The WT1 Gene – Its Role in Tumourigenesis and Prospects for Immunotherapeutic Advances

Gene Structure and Functions

The WT1 gene is a complex gene that consists of 10 exons located on human chromosome 11p13 (4). WT1 is characterized by at least 36 isoforms. All these isoforms have four Zn fingers on their C-terminus. Isoforms can occur, for example, by including or excluding the three amino acids lysine, threonine and serine (−/+KTS), which have their place between Zn fingers three and four (5). Other isoforms can originate from the use of an upstream and in-frame CTG start codon, an internal ATG start codon at the end of exon 1 and a residue in exon 6 subject to RNA editing (6). Some of the 36 isoforms have only been described in murine and human samples, whilst others can be found in all mammals. The only isoforms which can be found in all vertebrates are the KTS variants (6).

The WT1 protein has many different key roles in the normal development of the genitourinary system as well as in tumourigenesis. Mutations or deletion of the WT1 gene results in a large spectrum of different diseases, for example Wilms' tumour or Denys-Drash syndrome, some of which are discussed below. WT1 encodes a nuclear protein in normal cells and tissues, whereas it acts mostly in the cytoplasm in WT1-expressing tumours (8)

WT1, with all its isoforms, has many functions. In some cases, it can act as a transcriptional activator, whilst it in others as a transcriptional repressor. An example of this is that WT1 has been found to drive the epithelial-to-mesenchymal transition (EMT) in the developing heart by activating a specific gene, (Wnt4) at the same time as it drives the mesenchymal-to-epithelial transition (MET) in the developing kidney by activating another specific gene. The interesting thing about this is that the Wnt4 gene that is activated by WT1 in the kidney is simultaneously repressed by WT1 in the heart (9).

The first function attributed to WT1 was its effects on transcriptional regulation. Here, as well as in the EMT and MET, it appears as if its function is either as an activator or a repressor. It is also believed that the WT1 gene is involved in RNA metabolism, since it is associated with splicing factors; it is especially +KTS isoforms that are active in this case. WT1 may also be involved in mRNA transport or stability (10). WT1 has also been linked to the translation process as the WT1 protein can shuttle between the nucleus and cytoplasm. This requires an interaction between WT1 and β-actin (8).

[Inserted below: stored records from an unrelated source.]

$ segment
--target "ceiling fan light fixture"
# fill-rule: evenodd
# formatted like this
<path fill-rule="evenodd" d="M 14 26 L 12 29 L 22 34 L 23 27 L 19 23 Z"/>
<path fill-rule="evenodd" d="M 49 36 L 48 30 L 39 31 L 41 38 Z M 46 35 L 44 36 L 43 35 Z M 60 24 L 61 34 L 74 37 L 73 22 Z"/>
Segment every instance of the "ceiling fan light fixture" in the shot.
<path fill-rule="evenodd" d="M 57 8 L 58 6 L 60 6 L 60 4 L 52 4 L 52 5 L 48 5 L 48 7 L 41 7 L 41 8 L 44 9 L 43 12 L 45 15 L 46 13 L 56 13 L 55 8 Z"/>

WT1 as a tumour-suppressor gene versus oncogene. The WT1 gene is considered to mainly function as a tumour-suppressor gene in Wilms' tumour. A conceptual query then arises of whether mutations in the WT1 gene or deletion of the WT1 locus is an obligatory prerequisite for tumour development or not. However, this is apparently not the case. In adults, most tissues do not normally express WT1. If these tissues then for some reason express WT1, this can contribute to tumour development. This suggests that, in order for tumours to develop, mutations in the WT1 gene are not needed in these tissues. It appears as if WT1 is normally expressed only in kidney podocytes in adults (6). Examples of cases where WT1 might play an oncogenic role are leukaemia, and colonic/rectal, breast, lung and brain cancer (11). The fact that WT1 appears to be a universal tumour antigen and that it normally should not be expressed in adult tissues (except for kidney podocytes) makes it an excellent immunotherapeutic target.

WT1 in Disease

Spermatogenesis. Mouse models have been used to investigate the WT1 gene and its role in spermatogenesis. The WT1 gene is specifically expressed in Sertoli cells, which are essential for spermatogenesis. Knockout mice were created and results showed that at 10 days post-partum, the WT1-deficient mice showed meiotic arrest and spermatogonia which had failed to differentiate and accumulated in the seminiferous tubules. The basal membrane, however, was not affected (12).

Denys–Drash, WAG (Wilms tumour, Aniridia, Genitourinary anomalia and Retardation) and Frasier syndrome. Denys–Drash syndrome is caused by heterozygous mutations in the WT1 gene. The syndrome is characterized by early-onset diffuse renal mesangial sclerosis, often combined with gonadal dysplasia leading to male pseudohermaphroditism and Wilms' tumour (13).

The WAGR syndrome is characterized by Wilms' tumour in combination with aniridia, genitourinary abnormalities and mental retardation. The children which develop this disease always have a chromosomal deletion at 11p13. This is the location of WT1, but it is also the position where other genes, such as PAX6 are located. This may explain the other symptoms, apart from Wilms' tumour, which develop when WT1 is deleted (14).

The Frasier syndrome is rare and characterized by progressive glomerulopathy, male pseudohermaphroditism and gonadal dysgenesis with increased risk of gonadoblastoma. It has been shown that it is caused by mutations in a motif located in intron 9 in the WT1 gene (15).

Wilms' tumour. Wilms' tumour accounts for about 95% of all renal tumours in children. However it is extremely rare in adults. The tumour occurs both in sporadic form and in hereditary cases. Wilms' tumour arises from undifferentiated metanephric mesenchyme and can be caused by more than one developmental error and therefore there are many different subtypes of this tumour. The first gene to be identified as a cause of Wilms' tumour was the WT1 gene (2), but other genes have been identified since (7).

Studies on mouse models have been carried out to investigate how the WT1 gene plays a role in the development of Wilms' tumour. Several experiments have been performed where knockout mice were created. The first ones resulted in mice that totally lacked kidneys, gonads and adrenal glands. Thus, the role of WT1 in the development of Wilms' tumour remained unexplained (16).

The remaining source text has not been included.